Page 1 of 1

A cheaper PCF shader?

Posted: Mon Jun 22, 2015 2:22 am
by areay
Hi guys,

I've been playing around a bit with PCF for sampling shadow maps and I've got some pseudo-science to share with you.

Here's how most of setups I've seen on this forum and the Ogre Samples start a lot like this; getting a set of depth samples...

Code: Select all

	float4 depths =	float4(
		tex2D(shadowMap, shadowMapPos.xy + someOffset).r,
		tex2D(shadowMap, shadowMapPos.xy + someOffset).r,
		tex2D(shadowMap, shadowMapPos.xy + someOffset).r,	
		tex2D(shadowMap, shadowMapPos.xy + someOffset).r);
Then the comparisons start, and the examples I've seen all look something like this

Code: Select all

	float final;
	final += (depths.x > fragmentDepth) ? 1.0f : 0.0f;
	final += (depths.y > fragmentDepth) ? 1.0f : 0.0f;
	final += (depths.z > fragmentDepth) ? 1.0f : 0.0f;
	final += (depths.w > fragmentDepth) ? 1.0f : 0.0f;
	final *= 0.25f;
	return final;
But if you do that comparison like this instead (using a 4-float compare then a dot product)

Code: Select all

    float4 inlight = ( depths > fragmentDepth);
    final = dot(inlight, float4(.25, .25, .25, .25));
    return final;
Then you get a cheaper shader! So I'm basing this on the instruction count from the compiled shader

Using a single-pass 2-split PSSM shader taking 8 taps per sample, I get the following compilations

Using standard method; 184 instructions, 4 R-regs using arbfp1. 112 instructions, 4 R-regs, 0 H-regs using FP40
Using 4float compare + dot; 106 instructions & 5 R-regs using arbfp1. 98 instructions, 5 R-regs, 2 H-regs using FP40

I'm no expert, perhaps the cost in extra registers offsets the instruction saving, perhaps the instructions that are being executed are more expensive.

I know in CPU-land, different instructions have differing clock cycle costs, does this also apply in GPU land?

Here's where I found this little optimization ... apping.pdf There's some other interesting things in that paper regarding something called silhouette maps, I'm wondering if anyone has tried to get that working with Ogre. Here's another silhouette map paper

Re: A cheaper PCF shader?

Posted: Fri Jul 17, 2015 11:30 pm
by dark_sylinc
Both approaches will boil down pretty to the same in modern hardware because they're superscalar, not vector. The HLSL or Cg asm code is not a relevant metric when it comes to microoptimizations like this one. Older hardware like the AMD Radeon HD 2000 through 5000 may benefit from it though.

You should look at GPUPerfStudio's shader analyzer or PowerVR's tool to checkout the actual ISA code (sadly the other vendors don't provide tools to see what the actual shader looks like)

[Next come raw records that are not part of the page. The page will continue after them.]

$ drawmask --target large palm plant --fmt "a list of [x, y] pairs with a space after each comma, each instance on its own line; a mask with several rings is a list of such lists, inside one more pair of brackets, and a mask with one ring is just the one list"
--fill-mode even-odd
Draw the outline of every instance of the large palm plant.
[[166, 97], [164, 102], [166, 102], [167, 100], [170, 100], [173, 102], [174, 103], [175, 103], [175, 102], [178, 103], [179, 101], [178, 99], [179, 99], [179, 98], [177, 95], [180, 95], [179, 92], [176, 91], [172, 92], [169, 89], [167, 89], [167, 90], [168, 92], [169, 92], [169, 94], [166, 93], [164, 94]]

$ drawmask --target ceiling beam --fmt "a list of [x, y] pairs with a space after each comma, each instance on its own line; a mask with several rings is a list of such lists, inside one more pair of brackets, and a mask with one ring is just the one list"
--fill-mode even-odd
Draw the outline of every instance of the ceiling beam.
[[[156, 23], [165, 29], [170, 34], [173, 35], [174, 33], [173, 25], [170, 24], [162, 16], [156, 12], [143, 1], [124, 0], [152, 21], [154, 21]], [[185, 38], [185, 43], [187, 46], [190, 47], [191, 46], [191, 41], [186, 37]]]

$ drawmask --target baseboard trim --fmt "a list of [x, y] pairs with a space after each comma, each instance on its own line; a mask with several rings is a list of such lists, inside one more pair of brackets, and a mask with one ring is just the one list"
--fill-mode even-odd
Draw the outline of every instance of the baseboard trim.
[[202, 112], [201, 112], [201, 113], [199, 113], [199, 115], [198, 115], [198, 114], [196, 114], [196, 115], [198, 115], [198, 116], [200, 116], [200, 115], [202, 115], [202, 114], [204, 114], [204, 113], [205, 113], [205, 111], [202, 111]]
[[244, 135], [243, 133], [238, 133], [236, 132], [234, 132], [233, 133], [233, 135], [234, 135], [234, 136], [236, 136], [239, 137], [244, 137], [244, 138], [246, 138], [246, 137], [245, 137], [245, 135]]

If you're looking in a better PCF-filtered shader (higher quality), you may want to look at the produced output from 2.1's shaders when not using depth maps.

The GLSL output is in the form of:

Code: Select all

//The 0.00196 is a magic number that prevents floating point
//precision problems ("1000" becomes "999.999" causing fW to
//be 0.999 instead of 0, hence ugly pixel-sized dot artifacts
//appear at the edge of the shadow).
fW = fract( uv * + 0.00196 );

vec4 c;
c.w = texture(shadowMap, uv ).r;
c.z = texture(shadowMap, uv + vec2( invShadowMapSize.x, 0.0 ) ).r;
c.x = texture(shadowMap, uv + vec2( 0.0, invShadowMapSize.y ) ).r;
c.y = texture(shadowMap, uv + vec2( invShadowMapSize.x, invShadowMapSize.y ) ).r;

c = step( fDepth, c );

retVal += mix(
			mix( c.w, c.z, fW.x ),
			mix( c.x, c.y, fW.x ),
			fW.y );
"mix" is lerp in HLSL/Cg.

The differences can be seen in this post.